The takeaway is straightforward: capture tasks immediately, categorize them so they’re actionable, and then schedule them through weekly review, weekly planning, and end-of-day windown work so the system earns trust and produces results.
Cornell Notes
The system targets overwhelm by fixing two failure points: mental storage and unscheduled follow-through. First, every task, idea, or reminder gets captured immediately into a single running to-do list, then sorted into three categories: one-off tasks (next actions under ~30 minutes), project tasks (multi-step outcomes), and life area tasks (reviewed during weekly planning to uncover forgotten items). Second, captured tasks must be scheduled—“schedule it or it won’t happen”—so they don’t sit for weeks and trigger anxiety. Scheduling is maintained through a weekly review (clear inboxes, update priorities and projects), weekly planning (move non-negotiables, batch tasks, time-block daily routines), and a 15-minute end-of-day windown work scan for urgent items.
Why does a “brain dump” to-do list often increase stress instead of reducing it?
What are the three categories in a running to-do list, and how do they change what you do next?
How does the system prevent tasks from being lost when they appear in different places?
What went wrong for Jasmine despite perfect capture habits?
What makes the weekly review the “glue” of the system?
How does windown work fit between weekly planning sessions?
Review Questions
- How would you categorize a task like “transition your child to a new daycare” and why?

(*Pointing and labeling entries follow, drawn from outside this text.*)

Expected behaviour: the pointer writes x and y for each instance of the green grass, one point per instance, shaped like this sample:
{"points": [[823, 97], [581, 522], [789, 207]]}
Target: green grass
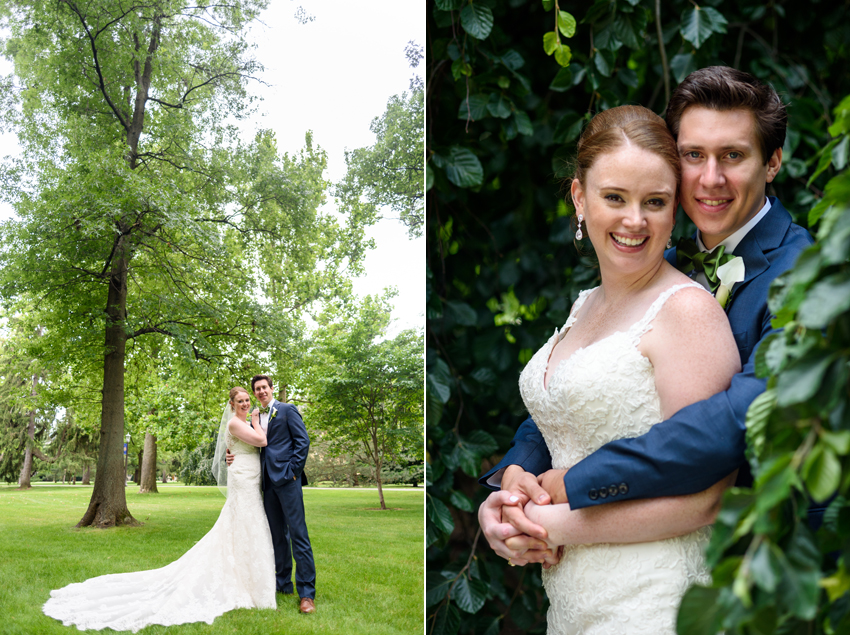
{"points": [[369, 563]]}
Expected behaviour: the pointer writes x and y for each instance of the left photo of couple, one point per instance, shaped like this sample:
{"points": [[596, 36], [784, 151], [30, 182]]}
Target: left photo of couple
{"points": [[211, 318]]}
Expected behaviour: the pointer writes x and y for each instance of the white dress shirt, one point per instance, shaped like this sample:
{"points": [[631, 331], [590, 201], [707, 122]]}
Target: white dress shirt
{"points": [[731, 242]]}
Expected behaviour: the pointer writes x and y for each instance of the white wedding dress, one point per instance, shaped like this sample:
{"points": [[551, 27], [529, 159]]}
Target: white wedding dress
{"points": [[231, 567], [603, 392]]}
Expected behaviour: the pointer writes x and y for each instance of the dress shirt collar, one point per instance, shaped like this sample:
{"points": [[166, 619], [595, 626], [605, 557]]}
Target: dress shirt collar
{"points": [[731, 242]]}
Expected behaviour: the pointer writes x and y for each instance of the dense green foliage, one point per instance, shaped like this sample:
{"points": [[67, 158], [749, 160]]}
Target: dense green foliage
{"points": [[389, 174], [382, 552], [364, 390], [509, 86]]}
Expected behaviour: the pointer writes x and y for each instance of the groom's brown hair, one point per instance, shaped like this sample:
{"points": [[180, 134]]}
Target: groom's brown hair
{"points": [[724, 88], [257, 378]]}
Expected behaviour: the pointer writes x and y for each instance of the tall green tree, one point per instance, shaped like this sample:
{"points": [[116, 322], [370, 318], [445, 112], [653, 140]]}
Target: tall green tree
{"points": [[510, 85], [365, 392], [391, 173], [141, 212]]}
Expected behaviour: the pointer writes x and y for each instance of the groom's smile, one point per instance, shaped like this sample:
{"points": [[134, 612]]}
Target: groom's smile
{"points": [[263, 392]]}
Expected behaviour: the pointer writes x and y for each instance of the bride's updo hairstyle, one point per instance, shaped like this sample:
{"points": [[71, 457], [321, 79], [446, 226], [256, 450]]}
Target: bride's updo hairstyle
{"points": [[235, 391], [612, 129]]}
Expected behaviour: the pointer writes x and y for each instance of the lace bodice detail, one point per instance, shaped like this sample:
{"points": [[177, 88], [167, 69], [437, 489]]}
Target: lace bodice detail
{"points": [[238, 447], [602, 392], [231, 567]]}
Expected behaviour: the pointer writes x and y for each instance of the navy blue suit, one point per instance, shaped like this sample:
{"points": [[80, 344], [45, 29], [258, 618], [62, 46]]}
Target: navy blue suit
{"points": [[283, 462], [705, 441]]}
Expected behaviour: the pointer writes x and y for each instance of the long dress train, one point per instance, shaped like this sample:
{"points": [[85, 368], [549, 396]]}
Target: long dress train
{"points": [[231, 567], [602, 392]]}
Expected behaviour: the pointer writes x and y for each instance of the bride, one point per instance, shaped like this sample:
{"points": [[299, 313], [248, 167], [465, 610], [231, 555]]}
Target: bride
{"points": [[645, 343], [231, 567]]}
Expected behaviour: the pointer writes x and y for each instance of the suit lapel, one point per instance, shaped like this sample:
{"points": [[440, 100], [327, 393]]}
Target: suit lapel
{"points": [[766, 236]]}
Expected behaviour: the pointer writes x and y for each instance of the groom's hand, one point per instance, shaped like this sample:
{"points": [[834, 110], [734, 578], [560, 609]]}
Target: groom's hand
{"points": [[497, 532], [524, 484], [553, 482]]}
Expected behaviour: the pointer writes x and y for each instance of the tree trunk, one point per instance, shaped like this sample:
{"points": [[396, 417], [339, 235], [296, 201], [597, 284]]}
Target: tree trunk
{"points": [[377, 456], [148, 478], [108, 504], [26, 468]]}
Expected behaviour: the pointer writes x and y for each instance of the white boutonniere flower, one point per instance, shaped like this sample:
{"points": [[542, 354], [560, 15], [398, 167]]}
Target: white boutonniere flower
{"points": [[729, 274]]}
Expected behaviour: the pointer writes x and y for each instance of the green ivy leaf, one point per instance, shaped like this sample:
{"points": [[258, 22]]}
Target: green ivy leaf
{"points": [[462, 502], [446, 620], [499, 106], [825, 301], [566, 24], [550, 42], [802, 378], [698, 23], [765, 568], [563, 81], [463, 314], [523, 123], [469, 595], [463, 168], [683, 65], [440, 515], [436, 587], [824, 162], [821, 472], [568, 128], [475, 108], [563, 55], [840, 153], [477, 20], [758, 415], [604, 60], [699, 612]]}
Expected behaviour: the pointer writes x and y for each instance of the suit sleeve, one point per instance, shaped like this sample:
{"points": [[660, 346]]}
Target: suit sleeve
{"points": [[300, 440], [685, 454], [528, 450]]}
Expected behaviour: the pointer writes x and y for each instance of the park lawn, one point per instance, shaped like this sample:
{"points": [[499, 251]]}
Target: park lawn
{"points": [[369, 563]]}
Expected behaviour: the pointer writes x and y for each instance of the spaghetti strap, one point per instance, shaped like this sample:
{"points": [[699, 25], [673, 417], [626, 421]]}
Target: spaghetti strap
{"points": [[639, 328]]}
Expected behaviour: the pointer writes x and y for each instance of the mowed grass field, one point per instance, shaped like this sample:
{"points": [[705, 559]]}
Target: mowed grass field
{"points": [[369, 563]]}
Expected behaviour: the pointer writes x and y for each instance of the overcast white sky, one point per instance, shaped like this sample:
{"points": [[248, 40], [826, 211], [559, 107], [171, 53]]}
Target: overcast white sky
{"points": [[332, 75]]}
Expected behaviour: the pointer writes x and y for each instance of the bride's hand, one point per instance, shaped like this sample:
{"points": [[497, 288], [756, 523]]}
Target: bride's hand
{"points": [[537, 514]]}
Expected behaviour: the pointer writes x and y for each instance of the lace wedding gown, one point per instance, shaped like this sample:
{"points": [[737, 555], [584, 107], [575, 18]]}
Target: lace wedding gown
{"points": [[231, 567], [603, 392]]}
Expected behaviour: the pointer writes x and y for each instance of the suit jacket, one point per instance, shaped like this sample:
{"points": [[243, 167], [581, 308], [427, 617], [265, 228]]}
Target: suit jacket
{"points": [[705, 441], [284, 457]]}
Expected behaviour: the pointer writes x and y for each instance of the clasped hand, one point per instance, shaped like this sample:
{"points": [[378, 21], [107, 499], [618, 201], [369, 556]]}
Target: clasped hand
{"points": [[504, 521]]}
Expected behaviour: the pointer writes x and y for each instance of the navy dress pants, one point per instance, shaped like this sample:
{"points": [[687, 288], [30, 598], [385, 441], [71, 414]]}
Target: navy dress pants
{"points": [[285, 511]]}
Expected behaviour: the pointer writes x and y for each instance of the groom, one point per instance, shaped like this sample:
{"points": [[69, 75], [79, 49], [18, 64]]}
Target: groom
{"points": [[282, 463], [730, 129]]}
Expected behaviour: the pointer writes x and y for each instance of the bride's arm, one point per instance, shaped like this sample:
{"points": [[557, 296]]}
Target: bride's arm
{"points": [[694, 356], [252, 435], [629, 521]]}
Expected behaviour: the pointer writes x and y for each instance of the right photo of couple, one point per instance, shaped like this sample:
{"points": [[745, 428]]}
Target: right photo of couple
{"points": [[614, 478]]}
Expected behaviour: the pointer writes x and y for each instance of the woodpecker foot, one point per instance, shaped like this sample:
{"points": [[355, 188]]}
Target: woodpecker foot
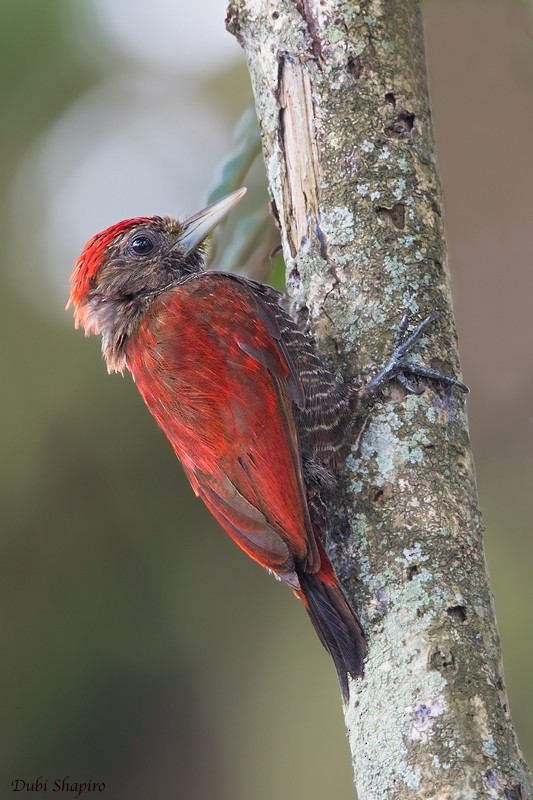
{"points": [[402, 370]]}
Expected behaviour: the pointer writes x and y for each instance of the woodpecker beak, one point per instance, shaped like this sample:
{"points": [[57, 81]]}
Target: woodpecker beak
{"points": [[197, 227]]}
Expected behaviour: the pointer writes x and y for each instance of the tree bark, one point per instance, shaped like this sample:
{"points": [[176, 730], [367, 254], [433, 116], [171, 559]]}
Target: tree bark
{"points": [[342, 100]]}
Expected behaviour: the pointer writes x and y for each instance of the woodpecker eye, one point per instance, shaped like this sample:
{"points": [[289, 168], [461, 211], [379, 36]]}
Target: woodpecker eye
{"points": [[142, 244]]}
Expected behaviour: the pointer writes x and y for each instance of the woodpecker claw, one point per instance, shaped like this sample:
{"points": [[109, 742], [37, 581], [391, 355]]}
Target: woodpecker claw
{"points": [[400, 369]]}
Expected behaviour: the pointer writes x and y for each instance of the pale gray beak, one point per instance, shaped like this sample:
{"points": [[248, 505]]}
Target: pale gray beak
{"points": [[197, 227]]}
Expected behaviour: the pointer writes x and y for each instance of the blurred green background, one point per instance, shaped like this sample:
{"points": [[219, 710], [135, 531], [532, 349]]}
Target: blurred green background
{"points": [[140, 647]]}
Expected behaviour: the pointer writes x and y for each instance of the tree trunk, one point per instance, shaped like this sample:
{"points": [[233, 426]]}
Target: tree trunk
{"points": [[342, 99]]}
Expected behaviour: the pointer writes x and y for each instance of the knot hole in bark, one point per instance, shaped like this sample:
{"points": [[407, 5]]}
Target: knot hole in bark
{"points": [[402, 125]]}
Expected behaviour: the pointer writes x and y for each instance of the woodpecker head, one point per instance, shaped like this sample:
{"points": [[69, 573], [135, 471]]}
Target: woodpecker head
{"points": [[124, 268]]}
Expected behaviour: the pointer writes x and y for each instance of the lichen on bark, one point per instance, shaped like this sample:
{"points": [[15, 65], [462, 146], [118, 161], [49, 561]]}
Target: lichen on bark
{"points": [[342, 100]]}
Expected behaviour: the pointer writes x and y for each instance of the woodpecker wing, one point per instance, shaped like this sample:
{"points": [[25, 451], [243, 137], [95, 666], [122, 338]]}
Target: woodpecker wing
{"points": [[210, 363]]}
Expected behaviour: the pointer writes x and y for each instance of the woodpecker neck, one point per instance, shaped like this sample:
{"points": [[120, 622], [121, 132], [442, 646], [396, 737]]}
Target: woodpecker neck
{"points": [[116, 320]]}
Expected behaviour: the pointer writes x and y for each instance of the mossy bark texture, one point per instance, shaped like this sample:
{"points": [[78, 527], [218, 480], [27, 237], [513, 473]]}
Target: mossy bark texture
{"points": [[342, 100]]}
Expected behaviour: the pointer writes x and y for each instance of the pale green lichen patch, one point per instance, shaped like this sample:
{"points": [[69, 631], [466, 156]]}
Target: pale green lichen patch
{"points": [[389, 451], [415, 701], [338, 225]]}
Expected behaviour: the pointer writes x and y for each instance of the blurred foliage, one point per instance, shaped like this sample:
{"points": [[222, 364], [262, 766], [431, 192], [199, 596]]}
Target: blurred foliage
{"points": [[249, 239], [140, 647]]}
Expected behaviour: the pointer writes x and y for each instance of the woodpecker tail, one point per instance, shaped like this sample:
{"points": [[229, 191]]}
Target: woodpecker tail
{"points": [[337, 625]]}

- What specific outcomes should happen during a weekly review to keep the system reliable?
- Why does scheduling matter even when tasks are captured immediately and kept organized?
Key Points
- 1
Capture every new task, idea, or reminder immediately into a single running to-do list to prevent mental overload.
- 2
Sort captured items into one-off tasks, project tasks, and life area tasks so the list stays actionable.
- 3
Use a consistent “second brain” (e.g., Notion, Todoist, or notes) and ensure any low-tech captures get transferred by day’s end.
- 4
Schedule captured tasks with specific days and times; “schedule it or it won’t happen” prevents weeks-long backlog anxiety.
- 5
Run a weekly review to clear inboxes, update projects, and decide next week’s priorities and next actions.
- 6
Plan weekly by moving non-negotiables from a digital calendar into a paper planner, batching to-dos, then time-blocking daily routines using the BBB method.
- 7
Do a 15-minute end-of-day windown work scan to catch urgent items from post-its, notebooks, boards, and fridge notes before they slip.